The UK retail sales figures for August provoked the predictable round of calls last week for the Bank of England to raise interest rates further. The question needs to be asked, why? To stop inflation?

The UK retail sales figures for August provoked the predictable round of calls last week for the Bank of England to raise interest rates further. The question needs to be asked, why? To stop inflation?

If we examine the figures, we find that the value of retail sales grew by 5 per cent, while the volume grew by 6.5 per cent. Think about that: in order to shift more volume, the retail sector has been cutting prices.

Hardly a surprise to people in the real world. This is deflation, not inflation. If we look at the retail sales deflator, we see it has been negative for over two years.

The so-called economic miracle in the UK is nothing of the sort. The British consumer is weak, and getting weaker, caught between poor income growth and a wide range of rising taxes and pseudo taxes.

In a recent column, I wrote about the distorted nature of the UK unemployment statistics. I argued that if we were to include some of the extraordinary number of "long- term sick" as unemployed, then UK unemployment would be nearer the French and German 9 to 10 per cent than the much-trumpeted 2.9 per cent. After this, I received a large number of emails from readers suggesting that the inflation numbers were even more distorted. Mostly, they argued that inflation was actually much higher.

Well, yes and no. Inflation isn't higher, but the cost of living is. This is not mere semantics; it is important to distinguish between the various measures in terms of the use to which they are put. Excluding the cost of housing or train fares or council tax might seem ridiculous to the hard-pressed householder, but it is the more sensible measure to be monitored by the Bank of England, whose job is to assess the extent to which price inflation is the result of excess demand relative to supply. There is also the circular issue of including mortgage rates in a targeted inflation measure. If you raise rates to head off inflation, you raise inflation. So do you increase rates further?

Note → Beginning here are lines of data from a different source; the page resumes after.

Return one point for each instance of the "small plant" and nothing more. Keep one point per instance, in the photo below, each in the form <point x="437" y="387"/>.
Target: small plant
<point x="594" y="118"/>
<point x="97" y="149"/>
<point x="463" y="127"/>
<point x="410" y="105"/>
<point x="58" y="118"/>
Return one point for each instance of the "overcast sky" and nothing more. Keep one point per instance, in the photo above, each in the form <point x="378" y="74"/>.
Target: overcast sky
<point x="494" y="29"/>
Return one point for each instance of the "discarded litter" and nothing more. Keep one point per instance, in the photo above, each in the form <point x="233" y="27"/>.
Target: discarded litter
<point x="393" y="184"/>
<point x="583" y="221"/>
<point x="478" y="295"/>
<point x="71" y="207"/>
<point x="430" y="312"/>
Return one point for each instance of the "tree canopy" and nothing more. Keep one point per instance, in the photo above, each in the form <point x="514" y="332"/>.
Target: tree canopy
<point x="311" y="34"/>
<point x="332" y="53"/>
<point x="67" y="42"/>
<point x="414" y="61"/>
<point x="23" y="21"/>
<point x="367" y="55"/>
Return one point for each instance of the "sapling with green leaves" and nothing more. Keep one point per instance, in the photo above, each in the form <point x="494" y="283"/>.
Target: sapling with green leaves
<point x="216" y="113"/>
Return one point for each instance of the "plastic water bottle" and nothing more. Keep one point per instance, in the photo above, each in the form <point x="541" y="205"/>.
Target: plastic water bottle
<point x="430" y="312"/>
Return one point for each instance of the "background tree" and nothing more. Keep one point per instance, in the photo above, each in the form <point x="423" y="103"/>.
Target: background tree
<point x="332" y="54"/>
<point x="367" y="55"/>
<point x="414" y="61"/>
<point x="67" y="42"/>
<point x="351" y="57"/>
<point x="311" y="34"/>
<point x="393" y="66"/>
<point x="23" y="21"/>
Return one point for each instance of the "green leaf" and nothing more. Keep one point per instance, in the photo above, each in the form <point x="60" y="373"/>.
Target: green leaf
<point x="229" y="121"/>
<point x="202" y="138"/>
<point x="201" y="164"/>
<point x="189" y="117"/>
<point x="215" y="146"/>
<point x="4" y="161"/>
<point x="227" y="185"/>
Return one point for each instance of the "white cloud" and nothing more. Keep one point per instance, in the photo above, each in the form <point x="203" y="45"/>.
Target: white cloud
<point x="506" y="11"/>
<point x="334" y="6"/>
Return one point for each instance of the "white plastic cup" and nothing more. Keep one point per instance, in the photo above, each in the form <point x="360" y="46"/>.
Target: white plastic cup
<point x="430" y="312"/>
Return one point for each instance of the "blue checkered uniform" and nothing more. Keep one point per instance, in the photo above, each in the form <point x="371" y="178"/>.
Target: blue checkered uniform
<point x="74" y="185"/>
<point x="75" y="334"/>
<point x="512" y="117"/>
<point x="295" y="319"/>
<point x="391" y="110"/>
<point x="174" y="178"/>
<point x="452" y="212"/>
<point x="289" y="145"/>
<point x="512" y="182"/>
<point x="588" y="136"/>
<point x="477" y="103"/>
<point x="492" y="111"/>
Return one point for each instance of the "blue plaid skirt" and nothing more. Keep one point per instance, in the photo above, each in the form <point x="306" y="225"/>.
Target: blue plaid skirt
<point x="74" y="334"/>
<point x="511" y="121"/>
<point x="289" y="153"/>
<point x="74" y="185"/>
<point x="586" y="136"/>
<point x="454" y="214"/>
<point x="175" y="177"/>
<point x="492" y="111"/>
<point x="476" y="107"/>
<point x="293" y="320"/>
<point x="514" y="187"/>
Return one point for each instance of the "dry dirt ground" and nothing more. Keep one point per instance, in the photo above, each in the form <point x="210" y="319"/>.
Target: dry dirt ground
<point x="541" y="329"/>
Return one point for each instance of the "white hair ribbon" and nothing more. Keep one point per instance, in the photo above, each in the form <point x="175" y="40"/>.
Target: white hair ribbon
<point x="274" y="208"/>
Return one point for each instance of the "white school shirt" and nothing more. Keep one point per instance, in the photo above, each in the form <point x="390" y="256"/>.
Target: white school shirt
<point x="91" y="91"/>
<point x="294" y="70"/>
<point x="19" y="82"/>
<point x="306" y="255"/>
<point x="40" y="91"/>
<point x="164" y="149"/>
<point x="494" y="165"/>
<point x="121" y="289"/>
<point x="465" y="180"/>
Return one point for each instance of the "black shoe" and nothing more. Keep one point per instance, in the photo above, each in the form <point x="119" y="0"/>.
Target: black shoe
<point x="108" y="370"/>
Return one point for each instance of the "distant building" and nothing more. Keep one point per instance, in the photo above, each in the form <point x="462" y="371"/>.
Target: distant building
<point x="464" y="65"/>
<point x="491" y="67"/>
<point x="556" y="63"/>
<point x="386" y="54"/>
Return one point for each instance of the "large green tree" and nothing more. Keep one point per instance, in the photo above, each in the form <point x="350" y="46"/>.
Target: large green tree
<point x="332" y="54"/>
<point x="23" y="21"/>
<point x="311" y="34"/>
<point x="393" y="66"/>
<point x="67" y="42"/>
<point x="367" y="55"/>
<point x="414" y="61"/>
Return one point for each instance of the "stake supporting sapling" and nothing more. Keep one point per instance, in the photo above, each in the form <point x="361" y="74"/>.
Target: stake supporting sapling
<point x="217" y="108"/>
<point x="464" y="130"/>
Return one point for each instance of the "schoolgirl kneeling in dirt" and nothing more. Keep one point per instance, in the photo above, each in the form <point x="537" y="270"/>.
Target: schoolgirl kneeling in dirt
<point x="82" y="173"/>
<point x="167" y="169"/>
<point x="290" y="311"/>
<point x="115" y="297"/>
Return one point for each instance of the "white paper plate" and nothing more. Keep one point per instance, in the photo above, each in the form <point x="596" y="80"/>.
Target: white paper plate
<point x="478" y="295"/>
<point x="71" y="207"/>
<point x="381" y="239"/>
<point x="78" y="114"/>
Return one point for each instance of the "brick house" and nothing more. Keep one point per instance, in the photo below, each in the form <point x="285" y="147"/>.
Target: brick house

The wider measure is the cost of living and should be used to hold those in the public sector accountable for their use and abuse of their monopoly power to raise prices. Council tax, regulated utility prices, rail and tube fares and mortgage rates are all taxes on the consumer. The consumer can do little other than spend less on non-essential items.

This is becoming more important since the relentless increase in these taxes appears, to many of those proposing them, to be at little or no cost. The reality is that the drop in interest rates from 7.5 per cent in 1998 to 3.5 per cent last year has acted as a significant "tax cut" for British households, more than offsetting the tax increases elsewhere.

No longer.

In previous columns I have discussed how the ridiculous nature of our mortgage finance system means that monetary policy in the UK acts as an arm of fiscal policy. With £1 trillion of household debt, every one-point move in interest rates adds or withdraws £10bn of spending power - equivalent to 3p on or off the basic rate of income tax. The Bank has increased these monetary taxes five times since last year, but there has been no reduction elsewhere.

Gordon Brown regularly claims to have ended boom and bust. By raising taxes into an upswing and continuing to raise them while the Bank cut its own "taxes", he ensured no boom. But with the Bank now raising rates and councils, utilities and transport all still raising their "taxes", it is difficult to see how he can avoid the bust. No wonder he wants to move next door.